7. The active suspension control method based on multi-source perception and occupant comfort optimization as described in claim 1, characterized in that, In step S4, the system execution delay Δt includes the actuator response delay and the computation delay of the sensing-prediction link; for or When performing time compensation, an interpolation alignment strategy is adopted, including: Let the original instruction sequence be i=0,1,…,M , The sampling interval; The compensated instruction at time The value is calculated using linear interpolation: ; in, To compensate, at time The target damping force command value is output at the location; In the original damping force command sequence, at the sampling time Discrete instruction values; To meet Maximum sampling time; This is the start time of the original instruction sequence.
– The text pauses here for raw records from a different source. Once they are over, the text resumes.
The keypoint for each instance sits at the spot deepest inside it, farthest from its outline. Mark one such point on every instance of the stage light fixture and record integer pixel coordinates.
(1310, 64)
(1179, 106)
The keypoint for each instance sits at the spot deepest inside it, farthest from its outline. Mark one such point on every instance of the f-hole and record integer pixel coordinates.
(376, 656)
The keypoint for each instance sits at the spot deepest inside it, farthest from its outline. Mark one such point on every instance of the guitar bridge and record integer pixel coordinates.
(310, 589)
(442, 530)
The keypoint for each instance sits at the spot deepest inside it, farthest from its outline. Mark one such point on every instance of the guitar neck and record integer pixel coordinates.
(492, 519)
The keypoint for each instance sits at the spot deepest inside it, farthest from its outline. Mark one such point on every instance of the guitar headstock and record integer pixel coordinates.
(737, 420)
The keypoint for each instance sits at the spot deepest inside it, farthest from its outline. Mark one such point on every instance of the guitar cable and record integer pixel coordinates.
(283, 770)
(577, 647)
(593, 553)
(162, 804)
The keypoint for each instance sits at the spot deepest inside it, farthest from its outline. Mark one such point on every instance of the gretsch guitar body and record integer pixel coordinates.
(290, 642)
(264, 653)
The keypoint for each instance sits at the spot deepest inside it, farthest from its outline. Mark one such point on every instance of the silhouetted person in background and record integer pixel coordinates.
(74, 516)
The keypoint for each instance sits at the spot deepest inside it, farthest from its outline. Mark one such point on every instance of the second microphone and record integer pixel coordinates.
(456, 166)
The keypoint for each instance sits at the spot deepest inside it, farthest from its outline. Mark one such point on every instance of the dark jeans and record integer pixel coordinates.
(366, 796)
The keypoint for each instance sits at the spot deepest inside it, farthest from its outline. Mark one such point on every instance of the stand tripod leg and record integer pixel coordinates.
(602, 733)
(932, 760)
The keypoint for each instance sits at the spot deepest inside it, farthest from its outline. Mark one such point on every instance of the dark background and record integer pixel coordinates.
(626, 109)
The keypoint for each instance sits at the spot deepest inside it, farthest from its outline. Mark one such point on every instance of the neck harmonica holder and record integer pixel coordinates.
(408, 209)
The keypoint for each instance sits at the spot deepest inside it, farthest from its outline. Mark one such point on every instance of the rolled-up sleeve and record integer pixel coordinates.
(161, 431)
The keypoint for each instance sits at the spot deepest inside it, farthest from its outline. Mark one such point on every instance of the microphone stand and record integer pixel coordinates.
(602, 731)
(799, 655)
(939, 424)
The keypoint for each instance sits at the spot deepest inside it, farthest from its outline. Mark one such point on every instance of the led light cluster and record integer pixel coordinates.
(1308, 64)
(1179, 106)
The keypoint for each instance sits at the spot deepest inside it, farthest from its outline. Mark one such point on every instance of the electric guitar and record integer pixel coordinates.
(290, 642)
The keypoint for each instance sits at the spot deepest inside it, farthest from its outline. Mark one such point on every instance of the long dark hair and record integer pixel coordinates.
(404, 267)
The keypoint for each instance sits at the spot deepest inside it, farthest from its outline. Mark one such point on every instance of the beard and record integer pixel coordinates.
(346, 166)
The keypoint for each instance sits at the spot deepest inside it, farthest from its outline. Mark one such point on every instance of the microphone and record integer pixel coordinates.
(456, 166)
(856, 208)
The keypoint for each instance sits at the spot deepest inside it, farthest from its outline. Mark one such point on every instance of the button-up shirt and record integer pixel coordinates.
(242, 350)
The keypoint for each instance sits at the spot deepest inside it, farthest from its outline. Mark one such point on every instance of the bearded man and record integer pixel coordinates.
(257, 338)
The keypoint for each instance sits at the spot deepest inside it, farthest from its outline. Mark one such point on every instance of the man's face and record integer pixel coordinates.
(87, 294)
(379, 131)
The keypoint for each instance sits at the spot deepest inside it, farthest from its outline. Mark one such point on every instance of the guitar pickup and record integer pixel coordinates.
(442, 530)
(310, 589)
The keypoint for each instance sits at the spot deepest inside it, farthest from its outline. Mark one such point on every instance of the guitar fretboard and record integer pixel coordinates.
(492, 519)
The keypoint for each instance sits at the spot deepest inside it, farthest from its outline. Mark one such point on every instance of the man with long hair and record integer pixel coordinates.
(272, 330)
8. The active suspension control method based on multi-source perception and occupant comfort optimization as described in claim 1, characterized in that, In step S3, the objective of occupant comfort optimization is to minimize the root mean square value of vertical acceleration at the vehicle body center of gravity or the driver's seat rail.

9. The active suspension control method based on multi-source perception and occupant comfort optimization as described in claim 1, characterized in that, In S1, the processing of road point cloud data and road images includes: Semantic segmentation is performed on road surface images to identify the road surface material type and condition, and the tire-road friction coefficient μ is estimated accordingly. The tire-road friction coefficient μ is spatiotemporally aligned with the road point cloud data to generate a data set containing location coordinates. Elevation and tire-road friction coefficient Comprehensive pavement feature matrix .

10. The active suspension control method based on multi-source perception and occupant comfort optimization as described in claim 1, characterized in that, In step S1, the road surface point cloud data is used to characterize the geometric features of the road surface, and the road surface image is used to characterize the physical features of the road surface.